The lowest furan concentrations were found in instant coffee with an average of  569  µg/kg. The highest furan levels were found in solid coffee with mean values varying between  600 µg/kg for instant coffee and 3,611 µg/kg for roasted coffee beans with the highest maximum of 6,900 µg/kg found in roasted ground coffee. In the non-coffee categories mean values ranged between 3.2 µg/kg for ‘infant formula’ and 40 µg/kg for certain ‘baby food’ categories. The highest maximum concentrations for the non-coffee categories were found in ’baby food’ with 224 µg/kg and ‘soups’ with 225 µg/kg.

Automatic coffee machines produce brews with higher levels of furan, because a higher ratio of coffee powder to water is often used giving a lower dilution factor and because of the closed system favouring retention of furan. Standard home coffee-making machines produced much lower levels.  Furan will also dissipate from the serving cup, with higher losses at the beginning diminishing over time as the coffee cools down.

Reference

• Coffee made from capsules contains furan, a carcinogenic substance | Spain Review. 2013. Coffee made from capsules contains furan, a carcinogenic substance | Spain Review. [ONLINE] Available at: http://www.spainreview.net/index.php/2011/04/14/coffee-made-from-capsules-contains-furan-a-carcinogenic-substance/. [Accessed 24 January 2013].

Concerns in the future - Furan in food

Furan formation in food

The exact conditions and mechanisms for the formation of furan have not been completely clarified. Several possibilities are being considered for the formation of furan in foods, all of them different, depending on the composition of the food. All relevant formation pathways underlie a heating process, such as boiling or roasting. The results of various investigations indicate that the cleavage of amino acids and sugar during the heating process plays a decisive role in the formation of furan. This does not exclude the possibility, however, that other ingredients, such as vitamin C or polyunsaturated fatty acids, could also contribute to the formation of furan during their heat-induced degradation

What consumers can do to reduce Furan levels in food?

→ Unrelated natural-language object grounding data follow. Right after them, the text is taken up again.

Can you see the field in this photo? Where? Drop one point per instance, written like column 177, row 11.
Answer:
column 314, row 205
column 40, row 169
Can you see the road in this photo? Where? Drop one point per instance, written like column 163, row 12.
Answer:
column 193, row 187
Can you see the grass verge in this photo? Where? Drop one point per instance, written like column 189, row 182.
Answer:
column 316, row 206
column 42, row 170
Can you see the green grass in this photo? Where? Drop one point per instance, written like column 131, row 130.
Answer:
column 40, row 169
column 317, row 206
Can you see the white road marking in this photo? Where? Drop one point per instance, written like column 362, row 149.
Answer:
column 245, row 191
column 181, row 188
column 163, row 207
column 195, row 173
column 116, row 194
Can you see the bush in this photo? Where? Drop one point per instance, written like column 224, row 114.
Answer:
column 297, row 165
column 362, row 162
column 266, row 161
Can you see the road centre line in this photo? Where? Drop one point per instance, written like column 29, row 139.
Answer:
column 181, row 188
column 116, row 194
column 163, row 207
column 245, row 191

Furan is an undesired substance detected mainly in heated foods. The data situation at present, however, is not sufficient to formulate unequivocal consumption recommendations. Various studies indicate that processing at lower temperatures reduces the furan content. Accordingly, the same recommendation applies for the minimization of furan as it does for acrylamide: “Don’t burn it, lightly brown it”. The furan content can also be reduced by preparing foods in an open vessel while stirring continuously. Because furan is a volatile substance, it tends to evaporate when the food is stirred.